Acute mitral regurgitation

• Most common with an infero-posterior infarction and may be due to ischaemia, necrosis, or rupture of the papillary muscle.
• Most mitral regurgitation following infarction is transient and asymptomatic.
• Rupture of papillary muscle or chordae tendinae causes severe mitral regurgitation within the first week after infarction. It is most often seen with inferior infarctions. Fibrinolytic agents decrease the incidence of rupture.
• It is often accompanied by a pansystolic murmur, but the murmur may be inaudible if left atrial pressure rises sharply.
• Echocardiogram is required to confirm the diagnosis, especially to differentiate from rupture of the interventricular septum, and to assess severity.
• The management is acute surgical repair with or without revascularisation.

Right ventricular failure

• Mild right ventricular dysfunction is common after infero-posterior infarcts but right heart failure only occurs in 10% of these patients.
• Diagnosis is made by echocardiography.
• Nitrates, diuretics and any other drugs that reduce preload should be avoided.
• Management is focused on maintaining adequate right and left ventricle filling with fluids. May require central venous line insertion and monitoring of cental pressures. Positive inotropes such as dobutamine may also be required.

Deep vein thrombosis

See separate article on deep vein thrombosis.

Pulmonary embolism

See separate article on pulmonary embolism.
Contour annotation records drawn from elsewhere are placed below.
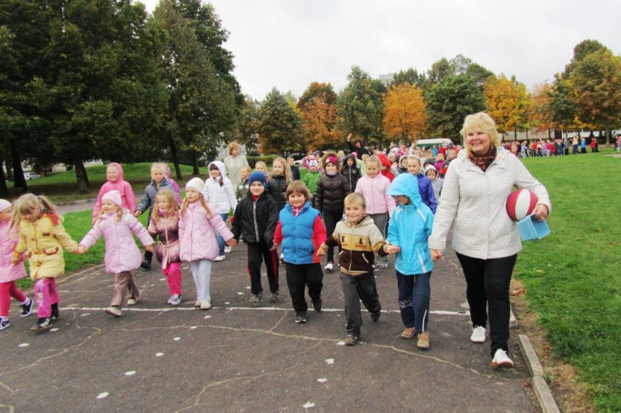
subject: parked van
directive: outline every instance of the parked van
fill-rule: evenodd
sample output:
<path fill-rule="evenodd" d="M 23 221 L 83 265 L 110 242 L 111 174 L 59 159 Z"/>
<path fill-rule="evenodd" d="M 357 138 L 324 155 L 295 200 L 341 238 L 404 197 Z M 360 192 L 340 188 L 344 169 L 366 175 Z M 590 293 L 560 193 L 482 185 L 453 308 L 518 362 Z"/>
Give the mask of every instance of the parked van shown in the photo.
<path fill-rule="evenodd" d="M 453 145 L 453 143 L 448 138 L 433 138 L 433 139 L 419 139 L 416 141 L 415 145 L 419 148 L 425 147 L 431 148 L 434 145 L 437 147 L 439 147 L 440 146 L 451 146 Z"/>

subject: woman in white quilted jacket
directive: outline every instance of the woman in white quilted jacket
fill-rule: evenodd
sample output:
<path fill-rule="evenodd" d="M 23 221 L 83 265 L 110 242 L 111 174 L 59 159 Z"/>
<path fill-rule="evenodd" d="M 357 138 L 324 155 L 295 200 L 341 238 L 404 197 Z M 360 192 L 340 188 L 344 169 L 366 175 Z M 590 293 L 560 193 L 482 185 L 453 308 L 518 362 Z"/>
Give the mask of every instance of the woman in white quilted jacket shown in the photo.
<path fill-rule="evenodd" d="M 507 354 L 509 289 L 522 243 L 507 213 L 507 197 L 514 187 L 532 191 L 538 199 L 533 212 L 542 220 L 550 213 L 550 197 L 521 161 L 502 148 L 486 113 L 466 116 L 460 133 L 465 149 L 448 166 L 429 248 L 433 261 L 442 258 L 454 224 L 453 248 L 466 277 L 473 325 L 470 340 L 485 342 L 489 320 L 492 366 L 512 367 Z"/>

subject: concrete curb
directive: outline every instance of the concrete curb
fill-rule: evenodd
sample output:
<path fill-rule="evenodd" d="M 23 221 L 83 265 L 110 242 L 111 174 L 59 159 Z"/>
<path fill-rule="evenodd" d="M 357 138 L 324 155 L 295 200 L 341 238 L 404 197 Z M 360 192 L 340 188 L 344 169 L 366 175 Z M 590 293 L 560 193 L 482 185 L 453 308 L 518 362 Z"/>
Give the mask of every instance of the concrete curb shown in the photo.
<path fill-rule="evenodd" d="M 533 376 L 533 388 L 535 393 L 537 395 L 537 399 L 541 406 L 542 410 L 544 413 L 556 413 L 560 412 L 556 402 L 555 401 L 552 396 L 552 393 L 548 387 L 548 383 L 543 377 L 543 368 L 541 363 L 539 362 L 539 358 L 537 357 L 537 353 L 530 343 L 530 340 L 524 334 L 518 335 L 518 341 L 520 344 L 520 349 L 522 354 L 524 356 L 524 360 L 530 371 L 530 374 Z"/>

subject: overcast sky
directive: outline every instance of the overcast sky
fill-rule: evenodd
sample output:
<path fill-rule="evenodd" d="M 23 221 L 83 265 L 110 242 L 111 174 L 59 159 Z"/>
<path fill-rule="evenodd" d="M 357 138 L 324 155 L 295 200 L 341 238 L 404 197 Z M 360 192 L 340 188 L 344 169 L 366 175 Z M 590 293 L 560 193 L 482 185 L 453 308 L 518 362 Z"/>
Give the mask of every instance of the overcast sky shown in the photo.
<path fill-rule="evenodd" d="M 159 0 L 142 0 L 152 11 Z M 458 54 L 529 88 L 561 71 L 592 39 L 621 53 L 617 0 L 213 0 L 230 32 L 242 92 L 299 97 L 312 81 L 337 93 L 357 65 L 373 78 L 426 71 Z"/>

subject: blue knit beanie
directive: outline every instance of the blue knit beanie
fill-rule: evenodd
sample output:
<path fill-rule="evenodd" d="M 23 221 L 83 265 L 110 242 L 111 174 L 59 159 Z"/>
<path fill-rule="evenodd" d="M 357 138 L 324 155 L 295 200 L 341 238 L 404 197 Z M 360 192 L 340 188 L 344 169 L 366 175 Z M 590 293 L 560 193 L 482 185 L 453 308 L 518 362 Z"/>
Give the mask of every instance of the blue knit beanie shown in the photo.
<path fill-rule="evenodd" d="M 250 186 L 252 184 L 253 182 L 256 182 L 258 181 L 263 184 L 263 186 L 266 187 L 268 186 L 268 181 L 265 178 L 265 174 L 261 171 L 255 171 L 250 174 L 250 176 L 248 178 L 248 186 Z"/>

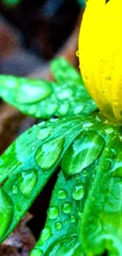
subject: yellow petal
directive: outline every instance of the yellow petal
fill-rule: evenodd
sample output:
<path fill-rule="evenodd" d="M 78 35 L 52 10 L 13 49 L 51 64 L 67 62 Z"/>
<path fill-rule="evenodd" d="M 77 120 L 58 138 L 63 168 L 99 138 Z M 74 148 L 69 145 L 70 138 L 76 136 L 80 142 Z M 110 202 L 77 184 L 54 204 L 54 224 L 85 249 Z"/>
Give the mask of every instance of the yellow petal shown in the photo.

Mural thrombosis and systemic embolism

• Left ventricular thrombus occurs in 20% post infarction but in up to 60% of those after a large anterior infarction.
• The thrombus may be large and is associated with risks of embolisation in 15-20% of cases.
• Treatment is anticoagulation with heparin followed by warfarin, along with thrombolysis and/or surgical repair.⁶

Left ventricular aneurysm

• Occur after 2-15% of infarcts. Five year survival is 10-25%.
• May be clinically silent or cause recurrent tachyarrhythmias, heart failure or systemic emboli.
• ECG may show persistently raised ST segments and chest x-ray may show cardiomegaly with an abnormal bulge at the left heart border. Diagnosis is made by echocardiography, MRI or CT scan.
• Treatment is with anticoagulation. Refractory heart failure and ventricular arrhythmias are indications for surgery.

Dressler's syndrome

• Dressler's syndrome presents as pericarditis, often accompanied by pleural and pericardial effusions, developing between 2 weeks and 3 months after acute infarction or heart surgery.
• Dressler's syndrome typically present 2–4 weeks after an MI with a self-limiting febrile illness accompanied by pericardial or pleural pain.⁷
• Is thought to have an autoimmune mechanism.
• The frequency is reduced with early reperfusion in the acute management of infarction.
• Initial treatment is with non-steroidal anti-inflammatory drugs.
• Steroids are indicated if symptoms are severe or when repeated drainage of a pericardial effusion is necessary.

Depression

• Significant depression occurs in about 20% of patients following myocardial infarction.
• It has been found to more than treble the risk of mortality in the first six months following myocardial infarction.